Ворожила я и гадала: поздно ночью, до самой зари - укрывала детей покрывалом, и шептала, чтобы могил не увидели долго их усталые души в слезах. В небе темном срывались звезды, время-странник стремилось назад - торопливо бежало в вечность. Я в землянке жила беспечной, хвори травами прогоняла - по деревне пускали сплетни: "Точно ведьма! Вон, провоняли зельями косы, а глаза-то, глаза-то кошмар!"
Я носила повязку из шелка, а свой серенький гримуар клала в изголовье кровати и молилась ночами: "Хватит! Твои образы, Бог, под подушкой, догорают по церквям свечи - я спасаю больных, неимущих, поднимаю детей с колен - пусть отвары мои и лечат - но с молитвой живут сердца! Вера им расправляет плечи - и в душе не пророс изъян... Почему же, Господь, так надо? Почему меня в "нечисть" крестят? Пусть живу я сама - и ладно! Так же, знаешь, законы - велят!"
Неспокойно спят дети на печке - хмурят бровки, невнятно зовут и бормочут, бормочут о встречах, что приводят в дом не-уют. Я вокруг ощущаю опасность - даже филин не ухнет порой, второпях, на бегу одеваюсь - мне незваных гостей встречать предрекает все тот же закон; изнутри поднимается стон - вся деревня пришла и стоит - даже чудится крик ворон (или шепот людей?): "Сгинь! Ты, сгинь! Изыди, нечистая!"
Я волнуюсь, ведь Боже, как страшно! За детей - за себя и не думаю. "Я пойду на костер, я согласна. Но не смейте трогать мой дом, а иначе - проклятие на смерть, вы все помните Божий закон? - что ж, прекрасно".

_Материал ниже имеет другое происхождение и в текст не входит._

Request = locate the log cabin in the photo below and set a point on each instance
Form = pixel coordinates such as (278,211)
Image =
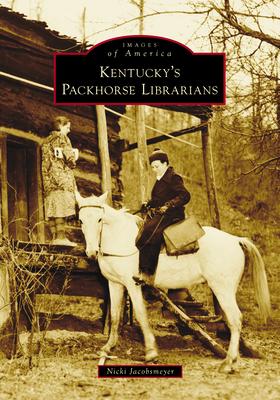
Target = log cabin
(27,109)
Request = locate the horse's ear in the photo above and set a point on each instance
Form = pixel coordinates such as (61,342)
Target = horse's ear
(103,197)
(79,198)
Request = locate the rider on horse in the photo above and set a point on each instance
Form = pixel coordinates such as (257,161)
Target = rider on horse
(166,207)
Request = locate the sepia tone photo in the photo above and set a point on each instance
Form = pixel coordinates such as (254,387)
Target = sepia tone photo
(139,243)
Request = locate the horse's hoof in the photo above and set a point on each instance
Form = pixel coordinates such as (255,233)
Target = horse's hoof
(151,355)
(226,368)
(138,281)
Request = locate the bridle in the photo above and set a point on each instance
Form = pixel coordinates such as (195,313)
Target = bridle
(100,236)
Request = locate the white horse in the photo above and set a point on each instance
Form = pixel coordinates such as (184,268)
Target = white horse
(110,238)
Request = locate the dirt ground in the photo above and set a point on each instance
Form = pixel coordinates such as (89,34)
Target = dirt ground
(67,367)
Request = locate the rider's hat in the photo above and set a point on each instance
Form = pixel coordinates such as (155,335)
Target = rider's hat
(160,155)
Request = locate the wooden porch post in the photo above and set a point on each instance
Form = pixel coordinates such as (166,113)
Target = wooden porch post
(211,187)
(3,186)
(142,152)
(103,146)
(209,174)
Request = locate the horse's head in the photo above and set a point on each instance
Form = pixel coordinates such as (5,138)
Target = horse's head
(91,213)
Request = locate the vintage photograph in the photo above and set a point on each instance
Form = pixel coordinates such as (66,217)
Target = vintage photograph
(139,242)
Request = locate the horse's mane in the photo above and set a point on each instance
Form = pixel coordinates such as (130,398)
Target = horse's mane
(123,212)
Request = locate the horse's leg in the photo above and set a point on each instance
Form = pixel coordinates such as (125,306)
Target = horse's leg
(135,294)
(116,297)
(233,315)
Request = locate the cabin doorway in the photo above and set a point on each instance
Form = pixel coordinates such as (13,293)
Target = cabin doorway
(23,189)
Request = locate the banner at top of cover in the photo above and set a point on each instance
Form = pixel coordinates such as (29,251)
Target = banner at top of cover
(139,69)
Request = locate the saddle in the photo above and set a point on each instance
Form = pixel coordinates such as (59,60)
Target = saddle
(182,237)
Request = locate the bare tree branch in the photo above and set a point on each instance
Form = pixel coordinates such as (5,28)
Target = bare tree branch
(230,17)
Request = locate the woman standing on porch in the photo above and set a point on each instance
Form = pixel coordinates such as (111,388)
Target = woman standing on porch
(58,161)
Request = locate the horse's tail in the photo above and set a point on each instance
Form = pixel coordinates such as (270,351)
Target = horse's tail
(259,277)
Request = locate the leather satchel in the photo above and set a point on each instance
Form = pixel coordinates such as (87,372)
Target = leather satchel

В ту же ночь сиротами стали дети, и костер разгорелся бесстрастно: мои косы, растрепаны ветром, поглотило пламя, сверкавшее ало-красным, моя кожа слетала пеплом - умирала я точно в сказке.
Умирала за то, что умела, умирала за то, что лечила - мне вовек не найти ответов, в чем же зла такая причина, что сподвигло знакомых, деревню сжечь меня, уничтожить, сломить...
Только помните, мои дети. Ваша мать вас будет любить.